Beitrag von Sigrid Ruth Stephenson, 02.12.2007, 17:33
Tipps und Strategien gegen Angst und Panikattacken
Immer mehr Menschen sind davon betroffen: Panikattacken. Für die, die diese überbordende Angst einmal erlebt haben, kommt oft die Angst vor der Angst hinzu. Denn – so sind sich die meisten einig – so etwas wollen sie auf keinen Fall noch einmal erleben. Doch wie soll man sich schützen?
Nehmen wir einmal an, Sie haben Angst davor, durch einen langen Tunnel zu fahren. Die Tatsache, dass am Ende eines Tunnels immer Licht ist, hilft Ihnen schon längst nicht mehr weiter.

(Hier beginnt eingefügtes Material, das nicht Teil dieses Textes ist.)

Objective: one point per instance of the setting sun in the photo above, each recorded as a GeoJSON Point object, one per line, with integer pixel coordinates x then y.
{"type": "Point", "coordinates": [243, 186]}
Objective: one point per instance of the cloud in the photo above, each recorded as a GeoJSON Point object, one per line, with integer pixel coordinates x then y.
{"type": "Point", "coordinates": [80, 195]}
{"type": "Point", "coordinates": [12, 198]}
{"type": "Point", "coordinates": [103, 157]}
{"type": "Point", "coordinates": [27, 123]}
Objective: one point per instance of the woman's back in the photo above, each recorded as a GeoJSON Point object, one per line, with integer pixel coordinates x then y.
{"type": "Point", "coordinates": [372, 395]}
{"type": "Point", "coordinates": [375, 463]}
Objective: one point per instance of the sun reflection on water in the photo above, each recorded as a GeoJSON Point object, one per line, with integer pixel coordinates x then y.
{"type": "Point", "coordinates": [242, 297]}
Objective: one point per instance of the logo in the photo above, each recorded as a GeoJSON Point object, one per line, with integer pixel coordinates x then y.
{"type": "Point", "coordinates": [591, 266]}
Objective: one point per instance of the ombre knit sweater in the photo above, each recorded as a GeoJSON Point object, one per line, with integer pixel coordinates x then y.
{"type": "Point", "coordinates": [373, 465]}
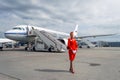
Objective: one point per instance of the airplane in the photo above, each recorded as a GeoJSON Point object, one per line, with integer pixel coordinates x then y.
{"type": "Point", "coordinates": [5, 41]}
{"type": "Point", "coordinates": [23, 33]}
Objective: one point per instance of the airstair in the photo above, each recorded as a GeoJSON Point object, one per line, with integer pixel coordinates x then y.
{"type": "Point", "coordinates": [46, 41]}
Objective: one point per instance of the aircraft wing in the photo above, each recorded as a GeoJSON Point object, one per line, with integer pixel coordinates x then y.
{"type": "Point", "coordinates": [3, 40]}
{"type": "Point", "coordinates": [94, 36]}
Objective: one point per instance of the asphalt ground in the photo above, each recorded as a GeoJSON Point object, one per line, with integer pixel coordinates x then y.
{"type": "Point", "coordinates": [90, 64]}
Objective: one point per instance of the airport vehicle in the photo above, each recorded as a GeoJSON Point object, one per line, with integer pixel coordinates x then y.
{"type": "Point", "coordinates": [39, 38]}
{"type": "Point", "coordinates": [4, 41]}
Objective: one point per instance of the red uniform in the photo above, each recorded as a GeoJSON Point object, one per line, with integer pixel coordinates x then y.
{"type": "Point", "coordinates": [72, 46]}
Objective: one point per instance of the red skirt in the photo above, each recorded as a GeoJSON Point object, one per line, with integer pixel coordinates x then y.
{"type": "Point", "coordinates": [71, 55]}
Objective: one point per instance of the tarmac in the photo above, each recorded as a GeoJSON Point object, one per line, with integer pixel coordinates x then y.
{"type": "Point", "coordinates": [90, 64]}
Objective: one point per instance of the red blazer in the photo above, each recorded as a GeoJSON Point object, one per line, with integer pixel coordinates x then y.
{"type": "Point", "coordinates": [72, 44]}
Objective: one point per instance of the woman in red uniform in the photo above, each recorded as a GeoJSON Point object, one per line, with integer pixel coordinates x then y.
{"type": "Point", "coordinates": [72, 49]}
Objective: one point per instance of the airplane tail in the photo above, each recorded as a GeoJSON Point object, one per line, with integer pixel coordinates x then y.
{"type": "Point", "coordinates": [76, 31]}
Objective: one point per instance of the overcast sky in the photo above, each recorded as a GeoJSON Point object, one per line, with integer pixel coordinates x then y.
{"type": "Point", "coordinates": [92, 16]}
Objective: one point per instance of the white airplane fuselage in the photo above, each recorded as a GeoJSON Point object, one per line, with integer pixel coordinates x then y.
{"type": "Point", "coordinates": [20, 33]}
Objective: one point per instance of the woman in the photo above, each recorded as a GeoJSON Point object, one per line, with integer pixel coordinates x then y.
{"type": "Point", "coordinates": [72, 49]}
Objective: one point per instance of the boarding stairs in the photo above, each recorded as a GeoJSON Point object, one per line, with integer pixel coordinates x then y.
{"type": "Point", "coordinates": [52, 43]}
{"type": "Point", "coordinates": [90, 45]}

Aber mit einiger Übung sollte es Ihnen gelingen, sich zu konditionieren.
Kennen Sie den Pawlowschen Hund? Der russische Forscher Petrowitsch Pawlow fand bei einem Experiment 1905 heraus, dass die Darbietung von Futter bei Zwingerhunden Speichelfluss auslöste. Er begann, bei jeder Futtergabe eine Glocke ertönen zu lassen. Bald darauf setzte der Speichelfluss beim Klang der Glocke auch ohne Futter ein.

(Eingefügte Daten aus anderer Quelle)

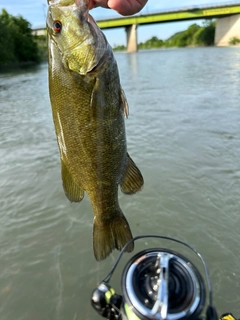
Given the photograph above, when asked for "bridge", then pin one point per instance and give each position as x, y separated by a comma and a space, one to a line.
227, 25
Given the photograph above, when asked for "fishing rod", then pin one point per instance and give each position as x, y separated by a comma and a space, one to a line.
158, 284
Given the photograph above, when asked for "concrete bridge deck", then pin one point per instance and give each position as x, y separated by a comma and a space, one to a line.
191, 13
227, 26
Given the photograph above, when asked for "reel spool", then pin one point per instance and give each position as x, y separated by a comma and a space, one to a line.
157, 284
162, 284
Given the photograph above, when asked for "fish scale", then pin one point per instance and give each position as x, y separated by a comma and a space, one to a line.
88, 108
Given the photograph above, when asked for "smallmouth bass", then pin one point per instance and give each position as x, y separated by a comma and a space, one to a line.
88, 108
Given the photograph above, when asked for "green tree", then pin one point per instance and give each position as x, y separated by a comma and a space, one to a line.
16, 41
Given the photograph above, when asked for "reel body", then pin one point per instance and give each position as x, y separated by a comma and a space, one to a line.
162, 284
156, 284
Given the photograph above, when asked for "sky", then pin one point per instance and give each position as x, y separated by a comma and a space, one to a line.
35, 12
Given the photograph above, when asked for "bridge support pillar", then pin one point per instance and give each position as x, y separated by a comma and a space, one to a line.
131, 32
227, 28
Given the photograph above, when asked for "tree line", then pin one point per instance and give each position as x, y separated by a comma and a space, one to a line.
17, 44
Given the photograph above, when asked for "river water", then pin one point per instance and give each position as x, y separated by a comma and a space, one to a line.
183, 132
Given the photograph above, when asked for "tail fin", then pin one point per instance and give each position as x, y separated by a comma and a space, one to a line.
110, 234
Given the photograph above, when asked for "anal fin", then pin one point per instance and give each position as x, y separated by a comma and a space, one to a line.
132, 180
73, 192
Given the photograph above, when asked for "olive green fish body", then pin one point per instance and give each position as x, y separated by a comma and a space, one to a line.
88, 107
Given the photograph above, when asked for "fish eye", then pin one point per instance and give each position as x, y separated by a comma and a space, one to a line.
57, 26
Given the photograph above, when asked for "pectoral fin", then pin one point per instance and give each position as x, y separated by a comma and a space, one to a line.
124, 104
73, 192
132, 180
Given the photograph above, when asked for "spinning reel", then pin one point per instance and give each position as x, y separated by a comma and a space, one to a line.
156, 284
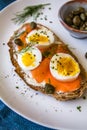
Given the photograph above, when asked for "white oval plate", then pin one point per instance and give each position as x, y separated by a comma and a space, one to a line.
30, 104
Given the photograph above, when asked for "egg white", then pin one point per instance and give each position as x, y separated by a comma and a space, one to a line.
54, 70
38, 57
41, 32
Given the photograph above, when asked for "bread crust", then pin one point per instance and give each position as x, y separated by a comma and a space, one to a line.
63, 96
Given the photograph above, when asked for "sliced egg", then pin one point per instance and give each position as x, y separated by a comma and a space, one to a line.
30, 59
42, 37
64, 67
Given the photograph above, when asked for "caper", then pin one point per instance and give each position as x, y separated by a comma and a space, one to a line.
49, 89
33, 25
85, 28
71, 15
68, 20
82, 16
18, 42
76, 20
81, 9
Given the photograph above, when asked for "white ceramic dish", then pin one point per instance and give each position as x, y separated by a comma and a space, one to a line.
28, 103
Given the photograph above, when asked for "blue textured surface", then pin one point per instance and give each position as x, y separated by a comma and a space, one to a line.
9, 120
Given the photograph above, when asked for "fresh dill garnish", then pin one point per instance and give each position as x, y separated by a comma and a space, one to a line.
25, 49
21, 17
79, 108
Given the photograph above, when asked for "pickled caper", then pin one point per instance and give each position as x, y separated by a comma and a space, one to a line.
18, 42
33, 25
75, 12
68, 20
76, 20
81, 9
49, 89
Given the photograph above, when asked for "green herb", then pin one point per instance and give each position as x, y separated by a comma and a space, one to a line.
84, 97
18, 34
21, 17
17, 87
46, 53
79, 108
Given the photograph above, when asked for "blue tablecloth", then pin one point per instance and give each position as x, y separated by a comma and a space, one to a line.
9, 120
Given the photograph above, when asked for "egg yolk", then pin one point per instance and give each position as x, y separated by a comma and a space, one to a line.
67, 66
28, 59
38, 38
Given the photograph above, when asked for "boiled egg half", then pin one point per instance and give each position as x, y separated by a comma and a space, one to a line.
64, 67
41, 38
30, 59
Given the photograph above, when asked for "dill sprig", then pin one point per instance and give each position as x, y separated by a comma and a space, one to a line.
21, 17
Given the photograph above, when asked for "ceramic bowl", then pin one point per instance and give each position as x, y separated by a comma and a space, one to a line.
65, 9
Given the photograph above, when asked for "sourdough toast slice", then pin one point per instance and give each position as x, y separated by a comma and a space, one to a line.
14, 49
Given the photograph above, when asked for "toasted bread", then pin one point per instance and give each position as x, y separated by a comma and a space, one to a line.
31, 82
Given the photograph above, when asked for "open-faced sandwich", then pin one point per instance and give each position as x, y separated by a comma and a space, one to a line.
45, 63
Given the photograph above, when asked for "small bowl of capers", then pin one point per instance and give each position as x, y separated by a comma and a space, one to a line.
73, 16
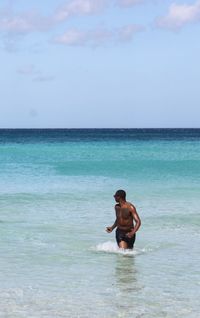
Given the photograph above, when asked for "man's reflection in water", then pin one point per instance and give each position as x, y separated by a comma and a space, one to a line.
127, 285
126, 275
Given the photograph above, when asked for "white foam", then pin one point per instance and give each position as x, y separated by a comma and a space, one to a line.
110, 247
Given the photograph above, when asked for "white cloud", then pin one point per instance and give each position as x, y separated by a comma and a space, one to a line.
128, 3
98, 37
34, 73
23, 23
79, 7
28, 70
179, 15
127, 32
43, 78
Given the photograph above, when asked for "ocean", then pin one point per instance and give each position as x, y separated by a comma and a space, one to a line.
56, 199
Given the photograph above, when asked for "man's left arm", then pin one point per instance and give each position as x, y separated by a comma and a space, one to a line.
137, 220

Nutzen Sie dieses Phänomen für sich und entspannen Sie sich. Eine Glocke brauchen Sie dazu nicht, stattdessen Kopfkino. Gibt es einen Ort, der für Sie mit besonders angenehmen Vorstellungen verknüpft ist? Eine Sommerwiese vielleicht, wo Sie mit Ihrer ersten Liebe, auf dem Rücken liegend, in den Himmel sahen? Oder ein tropischer Wasserfall, der so hoch war, dass Sie sich dahinter verstecken konnten und sprühende Tropfen auf Ihrer sonnendurchwärmten Haut spürten? Visualisieren Sie dieses Bild, d. h. stellen Sie es sich so genau wie möglich vor. Beziehen Sie alle Sinne mit ein. Was haben Sie gehört, was gerochen, was gespürt? Verinnerlichen Sie dieses Bild. Sowie der Angstauslöser wieder auftaucht – Tunnel, Spinne, Fahrstuhl, hohe Brücke – stellen Sie sich Ihren Traumort vor (immer denselben, das ist wichtig).
Nach einiger Übung erscheint dieses Bild automatisch vor Ihrem geistigen Auge, sobald der Angstauslöser auftaucht. Irgendwann müssen Sie lächeln. Spätestens dann ist die Angst überwunden.